Whilst at Peterborough, Fry faced the media more than he had at any other club. First, came ‘There’s only one Barry Fry’ documentary, which featured some of Barry’s fiercest dressing room ‘pep’ talks, which involved more swearing than a million stubbed toes.

Then in 2006, Sky One’s ‘Big Ron Manager’ series, in which Ron Atkinson acts as a trouble shooter for struggling teams, followed Fry’s last season in charge of The Posh. Atkinson’s aim on arrival was to help Peterborough achieve promotion from Division three, but only helped them to 10th. The show again, highlighted Barry’s fierce temperament in the dressing room.

But in 2010, Fry was able to use that temperament to get himself on one of the biggest reality TV shows of all time – Big Brother. Although he was only in it for a ten minute segment, Fry, rather predictably, was asked to give one of his scaving team talks to a bunch of celebrity has beens, who had been ushered in to a mock dressing room.

The housemates laughed uncomfortably as he laid into each of them with his usual healthy dollop of expletives. Only glamour model Nicola was spared a shouting at with Fry saying: “You look good out there, I want to see more of you – much more”.

But Barry’s most remarkable moment was much more of a family affair than his usual antics are.

When his daughter Amber, went into labour, her husband and ex-Posh striker Craig Mackail-Smith ran her a bath whilst he phoned the hospital. Barry, however, was downstairs watching the highlights of the England versus Scotland match, aware that his daughter had gone into labour, but naive to the level of commotion upstairs.

Speaking to Sky Sports News, Fry said he only became aware of his daughter’s state when he “heard all this screaming, and foul and abusive language” adding ironically; “I don’t know where she got it from”.
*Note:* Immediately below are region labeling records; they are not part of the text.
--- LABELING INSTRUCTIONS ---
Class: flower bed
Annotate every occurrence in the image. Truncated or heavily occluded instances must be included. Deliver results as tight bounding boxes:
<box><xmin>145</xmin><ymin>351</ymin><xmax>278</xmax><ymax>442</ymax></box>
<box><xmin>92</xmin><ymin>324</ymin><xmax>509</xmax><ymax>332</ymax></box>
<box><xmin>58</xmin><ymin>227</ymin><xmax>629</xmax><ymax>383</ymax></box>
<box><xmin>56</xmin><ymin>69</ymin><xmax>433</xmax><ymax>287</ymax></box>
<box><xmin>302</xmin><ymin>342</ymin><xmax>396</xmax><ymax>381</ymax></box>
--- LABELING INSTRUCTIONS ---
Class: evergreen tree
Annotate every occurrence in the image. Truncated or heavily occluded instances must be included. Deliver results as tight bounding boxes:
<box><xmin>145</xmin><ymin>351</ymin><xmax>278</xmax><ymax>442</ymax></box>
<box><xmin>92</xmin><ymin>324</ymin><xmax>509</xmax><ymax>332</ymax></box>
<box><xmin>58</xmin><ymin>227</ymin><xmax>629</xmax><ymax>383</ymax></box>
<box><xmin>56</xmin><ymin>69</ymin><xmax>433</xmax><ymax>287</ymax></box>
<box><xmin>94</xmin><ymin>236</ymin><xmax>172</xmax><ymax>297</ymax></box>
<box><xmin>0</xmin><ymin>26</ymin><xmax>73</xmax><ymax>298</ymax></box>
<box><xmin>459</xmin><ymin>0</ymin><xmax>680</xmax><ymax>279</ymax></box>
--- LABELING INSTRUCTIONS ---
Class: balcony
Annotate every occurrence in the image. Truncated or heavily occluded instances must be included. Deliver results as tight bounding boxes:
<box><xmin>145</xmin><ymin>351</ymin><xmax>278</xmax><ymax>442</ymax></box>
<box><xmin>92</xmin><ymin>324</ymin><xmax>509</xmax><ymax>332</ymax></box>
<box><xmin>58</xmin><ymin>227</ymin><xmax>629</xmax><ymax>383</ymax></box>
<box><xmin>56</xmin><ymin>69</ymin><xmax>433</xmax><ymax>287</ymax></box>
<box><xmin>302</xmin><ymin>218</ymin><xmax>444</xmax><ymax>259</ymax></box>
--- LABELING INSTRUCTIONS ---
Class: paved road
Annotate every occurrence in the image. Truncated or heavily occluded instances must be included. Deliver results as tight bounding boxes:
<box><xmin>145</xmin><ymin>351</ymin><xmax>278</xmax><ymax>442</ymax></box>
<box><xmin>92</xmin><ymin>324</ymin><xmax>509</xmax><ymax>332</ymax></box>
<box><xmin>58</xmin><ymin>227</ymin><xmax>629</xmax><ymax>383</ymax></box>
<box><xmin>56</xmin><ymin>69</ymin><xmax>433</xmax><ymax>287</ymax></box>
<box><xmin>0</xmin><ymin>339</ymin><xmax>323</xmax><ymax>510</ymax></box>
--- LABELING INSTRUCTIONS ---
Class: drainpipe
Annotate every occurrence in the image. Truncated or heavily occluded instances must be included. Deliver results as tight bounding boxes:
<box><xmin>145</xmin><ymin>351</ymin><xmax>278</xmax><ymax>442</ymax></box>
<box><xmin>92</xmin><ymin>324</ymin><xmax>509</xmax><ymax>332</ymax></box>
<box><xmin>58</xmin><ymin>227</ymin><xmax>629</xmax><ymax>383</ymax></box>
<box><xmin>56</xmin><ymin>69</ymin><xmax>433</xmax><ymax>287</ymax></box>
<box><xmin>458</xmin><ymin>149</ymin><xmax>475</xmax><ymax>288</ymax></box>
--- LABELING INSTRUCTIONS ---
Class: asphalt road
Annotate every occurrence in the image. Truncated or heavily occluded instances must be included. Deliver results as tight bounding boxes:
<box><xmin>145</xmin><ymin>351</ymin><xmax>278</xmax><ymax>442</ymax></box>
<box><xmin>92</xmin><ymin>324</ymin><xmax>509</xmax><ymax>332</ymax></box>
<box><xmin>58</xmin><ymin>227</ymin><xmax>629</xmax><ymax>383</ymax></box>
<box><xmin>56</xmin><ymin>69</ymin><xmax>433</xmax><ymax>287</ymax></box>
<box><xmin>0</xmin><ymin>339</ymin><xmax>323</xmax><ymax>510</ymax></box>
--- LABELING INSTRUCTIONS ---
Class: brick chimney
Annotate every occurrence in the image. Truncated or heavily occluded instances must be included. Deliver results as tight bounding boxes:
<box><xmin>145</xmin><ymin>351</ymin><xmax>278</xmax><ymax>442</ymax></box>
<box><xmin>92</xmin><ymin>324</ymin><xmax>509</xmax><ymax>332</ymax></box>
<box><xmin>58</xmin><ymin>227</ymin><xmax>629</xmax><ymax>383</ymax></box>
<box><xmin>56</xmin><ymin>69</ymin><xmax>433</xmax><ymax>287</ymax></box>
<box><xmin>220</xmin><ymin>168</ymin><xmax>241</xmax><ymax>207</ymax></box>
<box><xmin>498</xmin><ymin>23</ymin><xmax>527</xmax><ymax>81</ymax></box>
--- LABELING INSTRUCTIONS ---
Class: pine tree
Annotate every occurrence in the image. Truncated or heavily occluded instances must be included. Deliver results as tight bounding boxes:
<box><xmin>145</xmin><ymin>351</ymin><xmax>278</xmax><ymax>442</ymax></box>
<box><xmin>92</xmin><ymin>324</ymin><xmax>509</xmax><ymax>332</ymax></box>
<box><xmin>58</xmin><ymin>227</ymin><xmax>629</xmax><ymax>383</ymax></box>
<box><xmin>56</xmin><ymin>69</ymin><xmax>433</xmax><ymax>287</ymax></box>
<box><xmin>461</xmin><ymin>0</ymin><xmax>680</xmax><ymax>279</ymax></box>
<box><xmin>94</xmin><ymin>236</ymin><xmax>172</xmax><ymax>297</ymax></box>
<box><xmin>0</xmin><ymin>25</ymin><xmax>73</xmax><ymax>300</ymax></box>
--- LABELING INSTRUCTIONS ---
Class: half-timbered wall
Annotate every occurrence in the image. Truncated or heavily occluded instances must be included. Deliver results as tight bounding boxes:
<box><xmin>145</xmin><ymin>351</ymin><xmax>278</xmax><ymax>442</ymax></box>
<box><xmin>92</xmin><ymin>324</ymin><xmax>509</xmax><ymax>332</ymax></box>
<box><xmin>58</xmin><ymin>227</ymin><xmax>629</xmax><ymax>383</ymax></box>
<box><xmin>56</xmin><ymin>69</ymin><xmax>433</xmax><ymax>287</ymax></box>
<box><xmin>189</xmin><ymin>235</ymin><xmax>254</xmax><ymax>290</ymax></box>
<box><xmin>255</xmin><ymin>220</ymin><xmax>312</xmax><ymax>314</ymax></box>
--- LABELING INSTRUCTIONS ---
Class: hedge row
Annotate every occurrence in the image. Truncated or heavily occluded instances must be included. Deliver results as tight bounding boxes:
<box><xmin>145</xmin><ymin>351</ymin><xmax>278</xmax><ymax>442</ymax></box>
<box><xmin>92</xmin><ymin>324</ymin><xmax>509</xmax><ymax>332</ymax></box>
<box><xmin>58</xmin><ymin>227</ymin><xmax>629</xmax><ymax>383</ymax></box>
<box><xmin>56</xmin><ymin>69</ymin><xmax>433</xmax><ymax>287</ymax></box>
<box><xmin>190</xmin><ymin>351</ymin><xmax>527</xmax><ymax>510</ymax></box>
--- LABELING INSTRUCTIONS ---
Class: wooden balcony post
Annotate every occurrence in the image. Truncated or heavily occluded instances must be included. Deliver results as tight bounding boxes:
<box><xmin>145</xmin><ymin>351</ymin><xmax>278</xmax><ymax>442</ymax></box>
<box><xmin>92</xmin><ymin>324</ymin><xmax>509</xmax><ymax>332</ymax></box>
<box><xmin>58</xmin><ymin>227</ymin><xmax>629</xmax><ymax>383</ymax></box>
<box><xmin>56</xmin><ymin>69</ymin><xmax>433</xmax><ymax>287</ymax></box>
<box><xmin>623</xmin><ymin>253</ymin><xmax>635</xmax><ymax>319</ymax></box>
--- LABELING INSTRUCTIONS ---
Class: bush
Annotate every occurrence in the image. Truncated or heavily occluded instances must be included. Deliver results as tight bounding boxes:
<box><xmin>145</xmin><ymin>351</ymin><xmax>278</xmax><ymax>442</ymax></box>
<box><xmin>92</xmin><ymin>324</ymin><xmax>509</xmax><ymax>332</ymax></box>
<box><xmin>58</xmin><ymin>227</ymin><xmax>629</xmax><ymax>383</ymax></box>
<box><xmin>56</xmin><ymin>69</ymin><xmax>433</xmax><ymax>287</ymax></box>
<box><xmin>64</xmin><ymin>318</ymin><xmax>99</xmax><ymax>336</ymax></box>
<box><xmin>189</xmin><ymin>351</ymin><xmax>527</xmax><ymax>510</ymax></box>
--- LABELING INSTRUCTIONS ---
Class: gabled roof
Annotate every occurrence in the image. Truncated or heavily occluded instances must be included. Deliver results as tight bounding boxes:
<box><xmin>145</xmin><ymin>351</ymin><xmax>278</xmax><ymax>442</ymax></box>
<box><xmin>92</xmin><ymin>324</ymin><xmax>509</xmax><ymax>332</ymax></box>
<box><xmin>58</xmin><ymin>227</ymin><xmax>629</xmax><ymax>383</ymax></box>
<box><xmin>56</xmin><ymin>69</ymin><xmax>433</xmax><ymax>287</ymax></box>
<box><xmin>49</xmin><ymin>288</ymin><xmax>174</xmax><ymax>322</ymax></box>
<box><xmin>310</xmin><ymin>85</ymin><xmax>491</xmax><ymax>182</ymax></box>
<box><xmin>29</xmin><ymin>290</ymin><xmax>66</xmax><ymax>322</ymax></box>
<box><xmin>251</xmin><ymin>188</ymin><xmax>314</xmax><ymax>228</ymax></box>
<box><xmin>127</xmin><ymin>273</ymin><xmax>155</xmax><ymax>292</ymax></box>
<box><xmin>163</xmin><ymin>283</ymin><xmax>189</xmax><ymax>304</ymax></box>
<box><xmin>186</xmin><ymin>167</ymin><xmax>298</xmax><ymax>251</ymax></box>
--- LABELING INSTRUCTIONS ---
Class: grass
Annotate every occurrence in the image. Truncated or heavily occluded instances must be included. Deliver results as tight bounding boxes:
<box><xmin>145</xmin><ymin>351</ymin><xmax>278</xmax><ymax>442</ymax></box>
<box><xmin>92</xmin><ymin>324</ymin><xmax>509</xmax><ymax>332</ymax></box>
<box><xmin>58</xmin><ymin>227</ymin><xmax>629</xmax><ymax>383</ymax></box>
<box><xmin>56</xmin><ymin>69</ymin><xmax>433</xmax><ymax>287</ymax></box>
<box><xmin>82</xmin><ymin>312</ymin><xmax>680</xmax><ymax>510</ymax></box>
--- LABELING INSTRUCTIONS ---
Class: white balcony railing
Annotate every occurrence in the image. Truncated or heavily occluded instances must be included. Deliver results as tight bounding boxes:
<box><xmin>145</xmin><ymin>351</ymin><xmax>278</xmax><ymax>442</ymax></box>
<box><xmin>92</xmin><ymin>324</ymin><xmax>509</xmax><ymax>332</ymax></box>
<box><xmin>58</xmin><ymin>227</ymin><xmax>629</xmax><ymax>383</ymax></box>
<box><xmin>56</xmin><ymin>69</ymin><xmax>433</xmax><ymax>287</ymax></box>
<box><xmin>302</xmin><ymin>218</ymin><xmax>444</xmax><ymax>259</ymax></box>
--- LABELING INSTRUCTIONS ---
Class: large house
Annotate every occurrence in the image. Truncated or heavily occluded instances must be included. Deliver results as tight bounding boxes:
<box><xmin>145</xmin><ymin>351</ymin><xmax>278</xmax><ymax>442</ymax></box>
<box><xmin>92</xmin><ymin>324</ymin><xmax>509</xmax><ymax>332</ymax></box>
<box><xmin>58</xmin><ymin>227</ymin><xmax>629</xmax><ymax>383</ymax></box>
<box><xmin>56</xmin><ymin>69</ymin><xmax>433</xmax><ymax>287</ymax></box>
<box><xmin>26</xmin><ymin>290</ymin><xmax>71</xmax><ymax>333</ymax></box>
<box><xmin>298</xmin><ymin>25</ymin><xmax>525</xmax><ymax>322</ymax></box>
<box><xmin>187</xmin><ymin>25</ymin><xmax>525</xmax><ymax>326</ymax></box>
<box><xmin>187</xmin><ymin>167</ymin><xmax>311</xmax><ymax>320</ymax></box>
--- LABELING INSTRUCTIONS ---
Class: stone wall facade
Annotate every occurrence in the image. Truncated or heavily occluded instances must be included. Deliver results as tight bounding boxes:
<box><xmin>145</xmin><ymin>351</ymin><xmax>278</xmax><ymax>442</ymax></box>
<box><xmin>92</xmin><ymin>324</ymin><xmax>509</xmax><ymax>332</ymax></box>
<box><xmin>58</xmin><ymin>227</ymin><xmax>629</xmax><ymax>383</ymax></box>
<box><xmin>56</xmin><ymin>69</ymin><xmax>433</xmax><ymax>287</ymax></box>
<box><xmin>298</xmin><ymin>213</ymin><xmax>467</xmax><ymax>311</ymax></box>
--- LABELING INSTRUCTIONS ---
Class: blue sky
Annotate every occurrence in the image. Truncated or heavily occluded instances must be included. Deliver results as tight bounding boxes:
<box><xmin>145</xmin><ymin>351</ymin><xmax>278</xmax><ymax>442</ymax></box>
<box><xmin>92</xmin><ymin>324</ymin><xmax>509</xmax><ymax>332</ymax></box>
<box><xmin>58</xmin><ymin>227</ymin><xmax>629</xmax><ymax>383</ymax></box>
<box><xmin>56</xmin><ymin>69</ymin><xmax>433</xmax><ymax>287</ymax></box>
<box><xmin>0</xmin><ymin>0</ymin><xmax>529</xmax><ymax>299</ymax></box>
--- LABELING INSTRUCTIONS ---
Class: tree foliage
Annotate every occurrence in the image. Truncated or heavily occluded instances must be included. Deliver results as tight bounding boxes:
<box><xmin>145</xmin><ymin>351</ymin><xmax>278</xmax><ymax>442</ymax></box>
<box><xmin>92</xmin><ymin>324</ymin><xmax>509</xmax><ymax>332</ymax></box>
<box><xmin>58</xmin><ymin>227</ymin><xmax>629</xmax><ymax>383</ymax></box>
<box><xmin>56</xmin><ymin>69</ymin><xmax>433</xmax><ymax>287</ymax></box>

Barry rushed up stairs, and found his daughter having contractions in the bath, and Mackail-Smith trying desperately to hear the instructions on the other end of the phone. They soon realise that they will not be able to get her into hospital, so Barry and Craig are told to stand her up.

“I’ve seen the head and I’ve caught the head” continued Fry, saying that his old cricket coach would have been proud of his catch. Speaking of his father in-law’s reactions, Mackail-Smith said he’d “never seen him move so quick”.

Player, manager, chairman, owner, director of football, television star and midwife. Barry Fry is a real Swiss-Army man. A man who should be respected and treasured by the footballing community, There are not many men like Barry left in the game. People who are so immensely entertaining, and also have such an immense passion for the game.

For someone to still love the game so much, despite the game at times, treating him so poorly, and giving him two heart attacks, is a cause for massive respect.